La famille de Susanne avait ajouté foi à la déposition des faux témoins contre elle. Sans doute la pureté sans tache de la vie qu’elle avait menée jusqu’alors semblait être une garantie suffisante de sa pudeur ; toutefois n’y aurait-il pas de l’irréligion à n’ajouter pas foi à ces vieillards ? Jamais rien de pareil n’avait été dit de Susanne. Ces hommes étaient donc de faux témoins ? Dieu seul le savait. La famille de Susanne croyait une chose, le Seigneur en voyait une autre ; et parce que les hommes ignoraient ce que voyait le Seigneur, il leur paraissait juste de croire ce qu’affirmaient les deux vieillards. Ainsi Susanne allait mourir ; mais si son corps allait subir la mort, sa chasteté allait recevoir la couronne. Le Seigneur écouta sa prière, il exauça cette âme qu’il voyait, et après l’avoir aidée à ne devenir pas adultère, il ne la laissa pas mourir. Il éveilla l’esprit d’un saint jeune homme, de Daniel ; d’un âge tendre encore la piété faisait de lui un homme fort. L’esprit de prophétie dont il était animé lui montra aussitôt la calomnie des abominables vieillards. Mais il devait chercher le moyen de montrer aux autres ce que lui-même voyait clairement. « Ce sont de faux témoins , s’écria-t-il, retournez au jugement ». Si la lumière de l’esprit prophétique lui avait montré qu’ils étaient de faux témoins, il devait le prouver aux autres, qui l’ignoraient, et pour le prouver à ces juges, il était sûrement obligé de convaincre les faux témoins. Persuadé donc de la fausseté de leurs dépositions et résolu de la faire paraître au grand jour, il les fit séparer l’un de l’autre. Il les questionna ensuite séparément : si une même passion avait pu les enflammer, ils n’avaient pu se concerter sur un même moyen de défense. Il demanda à l’un d’eux sous quel arbre ils avaient surpris les coupables. « Sous un lentisque », répondit-il. À l’autre il adressa la même question. « Sous une yeuse », reprit ce dernier. Ce désaccord dans les témoignages mit à nu la vérité et sauva la chasteté[1].

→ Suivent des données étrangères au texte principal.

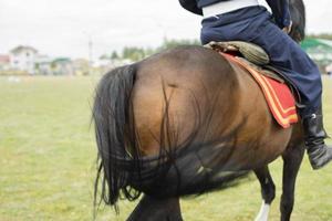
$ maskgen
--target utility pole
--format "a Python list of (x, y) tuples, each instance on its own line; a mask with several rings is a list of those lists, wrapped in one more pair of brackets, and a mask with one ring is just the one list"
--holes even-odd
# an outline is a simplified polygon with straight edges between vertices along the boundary
[(86, 31), (83, 31), (83, 33), (87, 36), (87, 63), (89, 63), (89, 75), (92, 74), (92, 66), (93, 66), (93, 42), (92, 36)]

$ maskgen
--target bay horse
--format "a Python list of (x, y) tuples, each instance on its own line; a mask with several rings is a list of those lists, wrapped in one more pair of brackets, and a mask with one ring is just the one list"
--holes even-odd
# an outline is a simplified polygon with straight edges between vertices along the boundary
[[(300, 41), (303, 2), (292, 0), (291, 12), (291, 35)], [(268, 165), (281, 156), (281, 220), (290, 220), (304, 154), (301, 125), (277, 125), (255, 80), (215, 51), (180, 46), (108, 72), (93, 119), (95, 204), (118, 211), (118, 199), (144, 193), (129, 221), (178, 221), (180, 197), (228, 187), (253, 170), (263, 199), (256, 220), (268, 220), (276, 196)]]

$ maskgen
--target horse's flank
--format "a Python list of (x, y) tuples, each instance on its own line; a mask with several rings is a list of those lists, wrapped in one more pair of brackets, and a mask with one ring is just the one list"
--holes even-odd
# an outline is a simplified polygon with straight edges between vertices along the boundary
[(179, 143), (195, 130), (197, 118), (206, 124), (201, 128), (206, 131), (204, 139), (224, 137), (245, 122), (235, 138), (235, 148), (241, 150), (235, 151), (228, 162), (220, 156), (222, 161), (214, 164), (241, 168), (267, 164), (284, 150), (290, 139), (291, 129), (282, 130), (274, 123), (259, 86), (246, 71), (210, 50), (179, 48), (138, 64), (133, 104), (142, 151), (147, 156), (159, 152), (163, 88), (169, 99), (170, 127), (176, 129)]
[(170, 197), (219, 187), (242, 175), (237, 171), (274, 160), (292, 131), (273, 122), (246, 71), (201, 46), (170, 50), (105, 75), (94, 119), (96, 185), (103, 180), (102, 199), (110, 204), (120, 191), (134, 200), (141, 191)]

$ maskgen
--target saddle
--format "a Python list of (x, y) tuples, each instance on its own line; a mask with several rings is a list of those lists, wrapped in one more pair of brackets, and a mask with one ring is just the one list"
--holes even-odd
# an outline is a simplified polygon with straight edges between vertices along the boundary
[(270, 65), (270, 57), (263, 49), (240, 41), (210, 42), (205, 48), (217, 51), (252, 75), (281, 127), (288, 128), (298, 122), (295, 99), (300, 101), (300, 93), (281, 71)]

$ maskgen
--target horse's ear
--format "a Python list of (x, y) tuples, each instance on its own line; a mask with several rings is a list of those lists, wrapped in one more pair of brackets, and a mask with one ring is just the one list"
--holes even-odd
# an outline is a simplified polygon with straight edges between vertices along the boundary
[(181, 7), (193, 13), (203, 15), (203, 10), (197, 7), (196, 0), (179, 0)]
[(293, 22), (290, 36), (301, 42), (305, 38), (305, 7), (302, 0), (290, 0), (290, 13)]

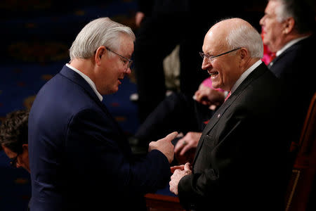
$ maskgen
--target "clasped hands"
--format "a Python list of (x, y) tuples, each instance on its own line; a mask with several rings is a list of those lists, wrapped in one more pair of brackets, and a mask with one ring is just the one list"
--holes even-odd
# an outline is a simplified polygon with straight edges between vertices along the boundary
[(187, 162), (185, 165), (177, 165), (171, 167), (171, 168), (172, 174), (171, 180), (169, 181), (170, 191), (176, 195), (178, 195), (178, 185), (180, 180), (185, 176), (192, 174), (191, 167), (190, 162)]

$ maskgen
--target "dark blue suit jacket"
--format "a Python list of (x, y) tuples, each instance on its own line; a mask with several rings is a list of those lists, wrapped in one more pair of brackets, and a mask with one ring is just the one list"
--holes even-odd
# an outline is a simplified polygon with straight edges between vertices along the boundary
[(144, 208), (169, 180), (166, 158), (138, 160), (88, 84), (64, 66), (39, 91), (29, 118), (31, 210)]

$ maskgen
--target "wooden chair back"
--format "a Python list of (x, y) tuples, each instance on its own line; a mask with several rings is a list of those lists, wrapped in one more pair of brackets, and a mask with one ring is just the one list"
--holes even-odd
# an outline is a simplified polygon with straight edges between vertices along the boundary
[(315, 193), (316, 176), (316, 93), (308, 108), (286, 196), (286, 211), (305, 211)]

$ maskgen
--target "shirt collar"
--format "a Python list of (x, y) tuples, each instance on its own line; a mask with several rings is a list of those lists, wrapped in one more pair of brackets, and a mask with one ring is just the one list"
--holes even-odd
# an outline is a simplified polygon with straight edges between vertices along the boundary
[(297, 43), (298, 41), (306, 39), (308, 38), (309, 36), (304, 36), (304, 37), (301, 37), (297, 39), (294, 39), (291, 40), (290, 41), (289, 41), (288, 43), (287, 43), (283, 48), (282, 48), (281, 49), (279, 49), (279, 51), (277, 51), (277, 53), (275, 53), (276, 56), (279, 56), (279, 55), (280, 55), (281, 53), (282, 53), (285, 50), (287, 50), (287, 49), (289, 49), (289, 47), (291, 47), (291, 46), (293, 46), (294, 44), (295, 44), (296, 43)]
[(96, 89), (96, 84), (88, 76), (80, 72), (80, 70), (71, 66), (70, 64), (66, 64), (66, 66), (67, 66), (68, 68), (70, 68), (79, 75), (80, 75), (88, 82), (88, 84), (89, 84), (90, 87), (91, 87), (92, 89), (93, 90), (94, 93), (96, 93), (98, 98), (100, 99), (100, 101), (102, 101), (103, 97), (102, 96), (102, 95), (100, 94), (100, 93)]
[(262, 63), (262, 60), (259, 59), (256, 63), (252, 65), (249, 68), (248, 68), (246, 71), (244, 71), (239, 78), (237, 80), (236, 83), (235, 83), (234, 86), (232, 86), (232, 89), (230, 90), (230, 94), (234, 92), (236, 89), (242, 84), (242, 82), (247, 77), (247, 76), (254, 71), (261, 63)]

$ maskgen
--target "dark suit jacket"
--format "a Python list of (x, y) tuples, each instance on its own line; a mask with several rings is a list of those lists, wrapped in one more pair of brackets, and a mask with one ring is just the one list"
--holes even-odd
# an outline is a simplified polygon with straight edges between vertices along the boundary
[(315, 35), (301, 40), (272, 61), (269, 69), (288, 85), (292, 103), (291, 119), (296, 123), (298, 136), (314, 93), (316, 91)]
[(284, 210), (289, 140), (282, 89), (262, 63), (218, 109), (199, 141), (193, 174), (179, 182), (183, 206)]
[(133, 156), (105, 106), (67, 66), (36, 97), (29, 149), (32, 211), (143, 210), (144, 193), (166, 185), (171, 174), (159, 151)]

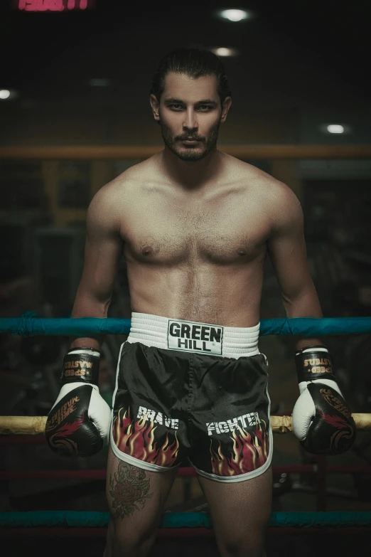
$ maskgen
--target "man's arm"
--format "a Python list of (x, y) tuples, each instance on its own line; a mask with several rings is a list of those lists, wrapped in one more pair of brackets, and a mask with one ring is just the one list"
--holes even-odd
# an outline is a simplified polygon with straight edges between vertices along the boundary
[[(268, 252), (281, 289), (288, 317), (322, 317), (322, 310), (306, 258), (303, 211), (293, 191), (278, 184), (272, 205)], [(296, 349), (323, 344), (319, 339), (303, 337)]]
[[(269, 250), (287, 317), (322, 317), (306, 261), (300, 203), (289, 188), (279, 184), (272, 208)], [(301, 338), (296, 348), (300, 396), (292, 412), (294, 433), (309, 452), (344, 452), (354, 442), (355, 424), (333, 373), (332, 356), (319, 339)]]
[[(95, 196), (87, 215), (84, 267), (72, 317), (105, 318), (122, 252), (119, 219), (112, 183)], [(99, 349), (102, 336), (71, 339), (71, 348), (90, 346)]]

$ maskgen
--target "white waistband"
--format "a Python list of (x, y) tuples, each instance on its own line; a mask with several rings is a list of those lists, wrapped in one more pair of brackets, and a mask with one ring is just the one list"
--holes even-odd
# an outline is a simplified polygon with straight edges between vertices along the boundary
[[(222, 343), (220, 356), (225, 358), (240, 358), (244, 356), (254, 356), (260, 354), (258, 348), (259, 323), (250, 327), (222, 327), (210, 323), (171, 319), (146, 313), (133, 312), (131, 314), (131, 324), (127, 342), (141, 342), (147, 346), (174, 349), (169, 346), (168, 341), (169, 322), (222, 328)], [(188, 349), (187, 351), (195, 352), (198, 351)]]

2. D’ailleurs, mes frères, comme je l’ai déjà dit, lors même qu’à la suite de ce jugement Susanne aurait subi dans son corps une mort à laquelle il lui était du reste impossible d’échapper, sa chasteté n’en eût pas moins été sauvée et couronnée. Tous en effet nous devons mourir, et tout ce qu’on peut faire, en cherchant à échapper au trépas, n’est point d’éviter la mort qu’on est obligé de subir, mais de la retarder. Tous, nous devons payer, nous paierons tous la dette contractée en Adam ; et quand nous refusons de mourir, loin de croire que nous serons exemptés de la mort, nous demandons simplement que pour nous la mort soit différée. Toute religieuse et toute chaste épouse qu’elle fût, Susanne aussi devait donc mourir. Et quand alors même elle eût payé cette dette, en quoi sa pudeur en aurait-elle souffert, puisque son corps eût été enfermé dans le tombeau, et que sa chasteté lût retournée vers Dieu pour recevoir de lui la couronne ? Croyez-vous, mes frères, qu’il y ait tant de gloire à n’être pas accablé par de faux témoins quand on est innocent ? Non, il n’y a pas grand mérite, quand on est innocent, à n’être pas écrasé par le faux témoignage. Il y aurait grand mérite peut-être, si le taux témoignage n’avait point prévalu contre le Seigneur. Mais c’est la langue des faux témoins qui a servi à faire crucifier Notre-Seigneur. Jésus-Christ. Or, tout en l’emportant un moment, comment ces faux témoins ont-ils nui au Sauveur, puisqu’il devait ressusciter ? Ainsi en venant parmi nous avec sa chair, avec sa faiblesse, avec sa nature d’esclave empruntée par lui pour délivrer les esclaves, pour courir après les fugitifs, pour racheter les captifs, pour décharger de chaînes les prisonniers et pour faire des esclaves autant de frères, le Seigneur notre Dieu a montré à ses serviteurs, par son exemple, à n’avoir pas horreur des faux témoins, à ne craindre pas même lorsqu’on les croit. Ils peuvent bien corrompre la réputation, ils ne sauraient tuer une conscience pure.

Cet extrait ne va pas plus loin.